The session happens offsite, in a carefully chosen real-world location (such as a neighborhood, market, or public space) that supports close observation and sensory engagement.
This workshop works best for:
Creative, design, brand, and strategy teams
Leadership offsites
Teams feeling cognitively overextended or creatively fatigued
Groups that value reflection, curiosity, and shared experience
It is especially effective as part of an offsite or between major projects.
This session may not be suitable for teams looking for:
Immediate business outputs or deliverables
Skills training or performance metrics
High-energy facilitation or competitive activities
The session is relaxed, hands-on, and gently facilitated. Most of the time is spent following the drawing exercises, observing the setting, and drawing individually, with light conversation and brief group discussion at the end.
Teams leave with:
A shared, memorable experience
Greater awareness of how they notice and make sense of things
A refreshed mental state that can positively influence future work
Some cool drawings and an appreciation for each other's perspective
While the workshop itself stays reflective, many teams find that the experience subtly informs how they approach:
Early-stage thinking
Collaboration
Prioritization
Creative or strategic work that follows afterwards
It can create an indirect but lasting impact.

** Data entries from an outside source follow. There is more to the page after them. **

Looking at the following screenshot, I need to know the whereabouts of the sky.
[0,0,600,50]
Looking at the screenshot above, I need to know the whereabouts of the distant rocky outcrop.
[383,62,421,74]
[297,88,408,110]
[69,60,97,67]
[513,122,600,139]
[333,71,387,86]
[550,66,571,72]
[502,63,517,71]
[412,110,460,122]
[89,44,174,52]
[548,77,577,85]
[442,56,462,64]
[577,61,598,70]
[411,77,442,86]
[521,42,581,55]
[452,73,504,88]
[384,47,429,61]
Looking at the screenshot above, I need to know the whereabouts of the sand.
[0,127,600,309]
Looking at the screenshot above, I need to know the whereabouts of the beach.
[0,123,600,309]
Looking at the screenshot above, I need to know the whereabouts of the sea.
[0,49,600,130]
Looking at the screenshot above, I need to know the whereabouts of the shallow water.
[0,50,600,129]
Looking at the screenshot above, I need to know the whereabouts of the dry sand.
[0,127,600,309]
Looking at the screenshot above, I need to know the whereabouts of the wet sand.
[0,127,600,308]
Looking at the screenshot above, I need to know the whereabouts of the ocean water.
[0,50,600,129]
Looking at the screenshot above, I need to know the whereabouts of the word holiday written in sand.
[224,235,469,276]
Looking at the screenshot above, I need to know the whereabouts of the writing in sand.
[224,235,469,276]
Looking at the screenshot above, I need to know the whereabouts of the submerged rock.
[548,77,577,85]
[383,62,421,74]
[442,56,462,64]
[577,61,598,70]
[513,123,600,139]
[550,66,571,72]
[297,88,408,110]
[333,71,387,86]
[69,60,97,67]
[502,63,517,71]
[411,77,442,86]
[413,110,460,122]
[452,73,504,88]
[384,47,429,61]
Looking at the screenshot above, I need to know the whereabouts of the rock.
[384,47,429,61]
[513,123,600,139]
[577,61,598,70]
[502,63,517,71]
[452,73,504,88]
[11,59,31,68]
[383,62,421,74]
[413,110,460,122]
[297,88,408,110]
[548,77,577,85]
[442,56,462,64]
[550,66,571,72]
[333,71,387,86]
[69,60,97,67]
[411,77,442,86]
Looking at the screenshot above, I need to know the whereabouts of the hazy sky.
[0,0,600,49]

I'm a working artist and former strategist based in center of the Netherlands, and hailing from the United States.
I studied Journalism and Advertising, which informed my career at A-list shops like 72andSunny, Futurebrand UXUS, and Adidas. Along the way I earned accolades for creative strategic work with clients like Samsung, Smirnoff, Google, IKEA and more.
As an artist I've been published in the Dutch magazine Hard//Hoofd, been awarded a county-wide art prize, created personal and professional commissioned illustrations, and completed a Certificate of Illustrated Journalism from Parsons the New School.
My primary focus is creating observation-inspired artwork and activities that foster a creative connection with nature and neighborhoods nearby.